Ils se disputèrent. Une violente dispute qui laisse un poids sur le coeur, un gout d'amertume dans la bouche et jette un froid entre deux êtres bouillonnants.
Elle essaya de rattraper la situation et s'agrippa comme une folle à ce qui restait entre eux.
A présent elle redoutait ce départ tant attendu.
Il avait commencé à la matraiter, ne répondant plus à ses appels et se comportant comme un goujat de bas étage. Il avait adopté avec elle des manières de rustre et commençait à montrer une facette inconnue de lui même. Docteur Jeckyl laissait sortir Mister Hide.
Malgré tous ses efforts pour garder la situation sous contrôle, elle sentait la souffrance monter dans son ventre et gardant son calme en apparence, elle essayait de lui faire comprendre qu'elle ne méritait vraiment pas un tel traitement.
Elle se sentait coupable et minable. Il la faisait se sentir comme une moins que rien, capable à elle seule de gâcher une relation qui semblait si prometteuse. A cause de son caractère, elle avait tout brisé et il le lui faisait payer.
Une lueur étincelait dans ces yeux. La jouissance. Le plaisirs de faire du mal à quelqu'un qu'on sent sous sa coupe. L'impression grisante de contrôler un être et de l'avoir a sa merci. Il semblait adorer lui faire du mal et effectivement, il n'allait pas s'arrêter là.

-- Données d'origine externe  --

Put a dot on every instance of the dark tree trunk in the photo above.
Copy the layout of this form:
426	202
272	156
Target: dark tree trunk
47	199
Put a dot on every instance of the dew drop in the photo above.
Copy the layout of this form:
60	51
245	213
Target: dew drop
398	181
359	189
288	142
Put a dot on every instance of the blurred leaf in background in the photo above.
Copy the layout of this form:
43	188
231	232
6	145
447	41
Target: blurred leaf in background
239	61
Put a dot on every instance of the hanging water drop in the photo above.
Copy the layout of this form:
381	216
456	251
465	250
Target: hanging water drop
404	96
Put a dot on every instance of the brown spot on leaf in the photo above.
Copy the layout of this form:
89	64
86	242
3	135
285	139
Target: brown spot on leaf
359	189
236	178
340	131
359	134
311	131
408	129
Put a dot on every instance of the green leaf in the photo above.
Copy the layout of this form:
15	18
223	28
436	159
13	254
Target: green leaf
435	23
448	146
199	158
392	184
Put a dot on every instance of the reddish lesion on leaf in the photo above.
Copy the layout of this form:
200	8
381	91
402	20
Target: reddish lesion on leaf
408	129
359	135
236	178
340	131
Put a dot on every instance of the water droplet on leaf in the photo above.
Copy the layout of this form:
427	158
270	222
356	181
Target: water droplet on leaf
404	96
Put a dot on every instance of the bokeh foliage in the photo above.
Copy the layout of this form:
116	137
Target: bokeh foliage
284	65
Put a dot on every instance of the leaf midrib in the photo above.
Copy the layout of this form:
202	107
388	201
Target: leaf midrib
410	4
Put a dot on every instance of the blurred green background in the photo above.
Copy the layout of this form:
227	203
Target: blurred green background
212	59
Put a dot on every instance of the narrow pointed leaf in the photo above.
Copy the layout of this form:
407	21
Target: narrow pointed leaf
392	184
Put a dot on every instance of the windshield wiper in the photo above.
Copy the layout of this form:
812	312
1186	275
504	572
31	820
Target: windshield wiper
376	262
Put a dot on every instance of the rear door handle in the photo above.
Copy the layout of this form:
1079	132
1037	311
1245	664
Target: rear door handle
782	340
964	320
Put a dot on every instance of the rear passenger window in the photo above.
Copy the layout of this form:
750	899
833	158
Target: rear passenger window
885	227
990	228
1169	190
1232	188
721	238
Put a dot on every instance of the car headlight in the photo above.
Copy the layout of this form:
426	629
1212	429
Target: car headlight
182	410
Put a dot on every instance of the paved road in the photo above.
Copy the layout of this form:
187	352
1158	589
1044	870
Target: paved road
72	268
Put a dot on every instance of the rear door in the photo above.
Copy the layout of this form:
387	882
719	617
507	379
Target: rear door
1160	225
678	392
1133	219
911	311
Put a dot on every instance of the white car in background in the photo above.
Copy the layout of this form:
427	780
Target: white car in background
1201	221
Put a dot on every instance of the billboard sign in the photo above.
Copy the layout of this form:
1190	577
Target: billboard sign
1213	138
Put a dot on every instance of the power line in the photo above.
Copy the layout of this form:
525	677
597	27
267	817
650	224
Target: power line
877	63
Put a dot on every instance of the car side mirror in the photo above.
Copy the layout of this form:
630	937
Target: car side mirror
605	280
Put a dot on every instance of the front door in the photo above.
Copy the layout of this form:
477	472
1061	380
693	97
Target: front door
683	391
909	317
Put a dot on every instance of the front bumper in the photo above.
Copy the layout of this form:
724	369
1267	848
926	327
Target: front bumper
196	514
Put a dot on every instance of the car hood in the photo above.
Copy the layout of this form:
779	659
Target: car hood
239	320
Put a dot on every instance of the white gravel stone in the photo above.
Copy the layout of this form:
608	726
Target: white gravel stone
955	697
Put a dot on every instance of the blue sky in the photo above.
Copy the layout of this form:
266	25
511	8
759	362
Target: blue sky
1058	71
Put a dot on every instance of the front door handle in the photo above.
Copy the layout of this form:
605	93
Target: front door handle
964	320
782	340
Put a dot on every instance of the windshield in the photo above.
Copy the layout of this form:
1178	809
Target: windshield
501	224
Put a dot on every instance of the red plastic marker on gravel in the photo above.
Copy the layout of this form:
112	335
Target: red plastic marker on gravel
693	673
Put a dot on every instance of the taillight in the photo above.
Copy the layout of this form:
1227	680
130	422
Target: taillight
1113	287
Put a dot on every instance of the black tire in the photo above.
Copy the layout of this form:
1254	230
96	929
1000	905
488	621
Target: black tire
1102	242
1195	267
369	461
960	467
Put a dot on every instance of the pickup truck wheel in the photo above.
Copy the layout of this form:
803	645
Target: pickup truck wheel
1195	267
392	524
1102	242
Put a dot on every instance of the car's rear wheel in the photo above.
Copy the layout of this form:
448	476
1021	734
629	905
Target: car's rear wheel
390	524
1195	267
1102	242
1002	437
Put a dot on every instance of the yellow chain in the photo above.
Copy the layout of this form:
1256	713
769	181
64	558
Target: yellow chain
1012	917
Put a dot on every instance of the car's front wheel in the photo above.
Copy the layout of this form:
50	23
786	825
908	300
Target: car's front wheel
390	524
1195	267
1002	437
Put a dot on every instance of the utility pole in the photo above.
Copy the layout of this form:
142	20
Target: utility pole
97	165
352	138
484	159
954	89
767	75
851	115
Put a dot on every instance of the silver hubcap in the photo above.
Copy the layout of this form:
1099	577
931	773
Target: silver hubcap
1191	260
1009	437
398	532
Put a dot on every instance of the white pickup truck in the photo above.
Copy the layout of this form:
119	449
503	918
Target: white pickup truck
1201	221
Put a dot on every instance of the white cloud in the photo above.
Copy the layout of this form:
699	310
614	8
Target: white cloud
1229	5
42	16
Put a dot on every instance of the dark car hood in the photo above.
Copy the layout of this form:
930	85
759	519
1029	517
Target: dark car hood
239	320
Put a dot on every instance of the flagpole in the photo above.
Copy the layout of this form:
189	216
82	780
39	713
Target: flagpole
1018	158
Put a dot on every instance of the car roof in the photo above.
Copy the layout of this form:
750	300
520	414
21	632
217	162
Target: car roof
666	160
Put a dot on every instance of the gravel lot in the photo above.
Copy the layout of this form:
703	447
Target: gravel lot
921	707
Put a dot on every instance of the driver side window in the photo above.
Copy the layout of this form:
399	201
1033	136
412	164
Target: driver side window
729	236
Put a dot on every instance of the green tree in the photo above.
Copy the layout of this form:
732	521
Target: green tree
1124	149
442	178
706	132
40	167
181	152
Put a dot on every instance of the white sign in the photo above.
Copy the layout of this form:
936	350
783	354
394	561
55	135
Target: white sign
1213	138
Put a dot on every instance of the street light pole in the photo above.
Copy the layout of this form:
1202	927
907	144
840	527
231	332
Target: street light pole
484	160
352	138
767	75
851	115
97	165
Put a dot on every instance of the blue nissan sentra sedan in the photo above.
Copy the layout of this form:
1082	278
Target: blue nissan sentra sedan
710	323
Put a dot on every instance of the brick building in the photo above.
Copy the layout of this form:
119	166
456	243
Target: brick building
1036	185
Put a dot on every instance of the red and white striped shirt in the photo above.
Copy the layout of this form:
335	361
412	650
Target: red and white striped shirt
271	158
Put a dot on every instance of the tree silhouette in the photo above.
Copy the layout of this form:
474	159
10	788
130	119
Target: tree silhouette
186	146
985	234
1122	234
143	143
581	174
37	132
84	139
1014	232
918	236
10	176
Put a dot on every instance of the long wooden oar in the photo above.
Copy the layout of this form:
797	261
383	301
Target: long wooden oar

La vieille de leur départ il ne lui répondit pas au téléphone la laissant dans le doute du lendemain. Elle était totalement dépendante de lui, car il s'était occupé de tous les détails techniques, billets d'avion, hôtel et transport jusqu'à l'aéroport.
Quelques heures seulement avant l'heure du vol, il débarqua sans prévenir. Il la trouva en larmes, épuisée et tremblante. Elle n'eut pas le coeur ni la force de le jeter dehors et se contenta de se taire. Cette nuit là, il la serra contre lui essayant d apaiser son âme blessée et fit renaître l'espoir dans son coeur.
Pendant le voyage, il ne lui adressa pas la parole. Il fallait pourtant qu'ils discutent, qu'ils règlent leur problème. Il ne voulait pas, ne la laissant pas parler lui disant qu'ils s'expliqueraient quand ils seront arrivés et reposés. Profitant de son pouvoir, il la manipulait, jouant avec elle comme une poupée brisée et cabossée.
Pendant plus de vingt quatre heures elle vécu l'enfer du silence. La présence pesante de l'autre dans un froid glacial et une incertitude terrifiante. L'attente, l interminable attente de celle qui se sait condamnée et qui attend la sentence.
Elle se sentait gênée en permanence, elle étouffait et les larmes coulaient de ses yeux sans qu'elle puisse les contrôler. Le spectacle terrifiant de tous ces couples heureux de profiter de leur vacance. Et eux, dans le desespoir d'avoir à jouer cette mascarade.
Il lui dit qu'il voulait arrêter. Que tout était finit.
Il avait attendu d'être à des milliers de kilomètres pour lui dire.
Comme un feu d'artifice couronnant cette relation désastreuse, il avait fini en beauté.